Stéphane Lupasco (born Ștefan Lupașcu; 11 August 1900 – 7 October 1988) was a Romanian philosopher who developed non-Aristotelian logic.

==Early years==
Stéphane Lupasco was born in Bucharest on 11 August 1900. His family belonged to the old Moldavian aristocracy. His father was a lawyer and politician, but it was his mother, a pianist and student of César Franck, who established the family in Paris in 1916. After high school at the Lycée Buffon, he studied philosophy, biology and physics at the Sorbonne and, briefly, law. He participated fully in the artistic and intellectual life of Paris in the 20s and 30s and defended his State Doctoral Thesis in 1935.

==Academic career==
In 1946, he was named research assistant at the French National Science Research Centre, a post he was obliged to leave ten years later because of the inability of the Centre to decide in which Scientific Section his work belonged! The next ten or fifteen years were those of greatest acceptance of his work by the public and other thinkers, but unfortunately not by mainstream logicians and philosophers. His Trois Matières, published in 1960 was a bestseller, and people began calling Lupasco the Descartes, the Leibniz, the Hegel of the 20th Century, a new Claude Bernard, a new Bergson, etc. He continued to publish books in the 70s and 80s, the last being L’Homme et ses Trois Éthiques in 1986, two years before his death on October 7, 1988 in Paris. An Award of the American Academy of Arts and Sciences in 1984 was among the few honors that came to Lupasco during his lifetime. Lupasco was one of the founding members of the International Center for Transdisciplinary Research (Centre International de Recherches et Etudes Transdisciplinaires (CIRET)), founded in Paris in 1987 by Basarab Nicolescu, Edgar Morin, René Berger, Michel Random and other key figures of the French intelligentsia.

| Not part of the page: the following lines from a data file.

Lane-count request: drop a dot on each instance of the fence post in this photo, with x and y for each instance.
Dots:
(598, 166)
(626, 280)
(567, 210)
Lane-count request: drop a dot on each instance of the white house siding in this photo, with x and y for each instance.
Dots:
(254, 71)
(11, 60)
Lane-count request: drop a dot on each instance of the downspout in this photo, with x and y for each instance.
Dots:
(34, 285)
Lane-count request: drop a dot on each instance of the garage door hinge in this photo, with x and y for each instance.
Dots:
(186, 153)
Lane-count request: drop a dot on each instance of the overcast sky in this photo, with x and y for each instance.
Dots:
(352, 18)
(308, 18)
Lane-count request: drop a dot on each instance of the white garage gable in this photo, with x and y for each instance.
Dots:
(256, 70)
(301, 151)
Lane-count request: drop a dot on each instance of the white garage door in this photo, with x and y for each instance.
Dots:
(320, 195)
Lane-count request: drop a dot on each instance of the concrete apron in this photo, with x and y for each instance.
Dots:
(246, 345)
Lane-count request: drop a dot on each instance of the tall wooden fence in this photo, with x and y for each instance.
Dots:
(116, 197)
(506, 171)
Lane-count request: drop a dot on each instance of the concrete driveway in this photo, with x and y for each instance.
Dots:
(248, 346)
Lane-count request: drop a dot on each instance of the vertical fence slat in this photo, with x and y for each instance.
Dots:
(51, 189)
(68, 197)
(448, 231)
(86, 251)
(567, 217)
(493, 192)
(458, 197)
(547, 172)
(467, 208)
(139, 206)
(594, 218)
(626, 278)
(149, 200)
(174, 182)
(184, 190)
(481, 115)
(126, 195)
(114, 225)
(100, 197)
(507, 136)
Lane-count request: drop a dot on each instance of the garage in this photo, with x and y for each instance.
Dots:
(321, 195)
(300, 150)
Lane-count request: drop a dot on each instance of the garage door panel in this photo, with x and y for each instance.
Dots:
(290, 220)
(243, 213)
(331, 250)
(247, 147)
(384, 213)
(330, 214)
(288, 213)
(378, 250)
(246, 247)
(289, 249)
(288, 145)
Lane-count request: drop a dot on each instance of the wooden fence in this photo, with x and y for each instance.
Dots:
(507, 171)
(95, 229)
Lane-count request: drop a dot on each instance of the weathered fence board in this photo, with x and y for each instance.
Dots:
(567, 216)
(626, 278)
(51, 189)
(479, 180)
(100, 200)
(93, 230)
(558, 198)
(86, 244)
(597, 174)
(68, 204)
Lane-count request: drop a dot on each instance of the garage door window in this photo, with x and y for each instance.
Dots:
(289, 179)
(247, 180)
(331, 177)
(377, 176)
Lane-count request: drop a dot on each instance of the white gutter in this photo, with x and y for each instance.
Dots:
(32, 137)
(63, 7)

As Nicolescu has recalled, Lupasco was deeply affected by the stubborn resistance of the academic community to honest debate and discussion of his new principles and postulates, and it is with an understandable bitterness that Lupasco saw in this resistance another example of the operation of his principles.

==Summary of work==

Lupasco’s style as an author is not an easy one, and requires the uninterrupted attention of the reader. It is not infrequent to find sentences of almost a page in length, containing multiple nested clauses. His writing is extremely dense in terms of the ideas and meaning of each successive phrase, with only occasional illustrative examples. Lupasco makes many references to his prior publications, unfortunately, often without adequate indexation. As Nicolescu has remarked, Lupasco’s exclusion from French academic life had both advantages and disadvantages: Lupasco was freed from the constraints of teaching and publication of research papers in a rigid format, and he obviously did not find it necessary to apply the discipline of providing references to his sources. In the Psychic Universe, published when Lupasco was seventy-nine, one sees nothing about current work in psychiatry. (Lupasco unfortunately did not read English well, and hence no references to the “anti”-psychiatry of R. D. Laing and Gregory Bateson, close in spirit to his work, are to be found.) A recent study by Brenner (2008) up-dates Lupasco’s work and shows its relevance to current issues in science and philosophy, as well as logic.

==Influence==
Lupasco was not well served by the (few) exegetes that had looked closely at his work. Only one book, by the sociologist Marc Beigbeder, presents both a substantial description of Lupasco’s theory and development of it as a “logic of society”. A brief monograph by the philosopher Benjamin Fondane, dating from 1944 (just prior to his deportation and death) and published in 1998, discusses the limitations of Lupasco’s view of affectivity and ontology. A book by an obscure English artist, George Melhuish, uses Lupasco’s ideas to develop his own concept of the structure of the universe, a sympathetic but not very rigorous reading of his work. Aside from Nicolescu's personal library it has been claimed that access to these and several other texts are otherwise unavailable. A complete understanding of, for example, Lupasco’s analysis of those precursors that André Glucksmann has called “Les Maîtres Penseurs” – Kant, Hegel, Schopenhauer and Marx – must be sought in several different books. The attention of the reader is rewarded, however, by Lupasco’s regular restatements of his basic theses, often in a way that is more economic, meaningful and coherent.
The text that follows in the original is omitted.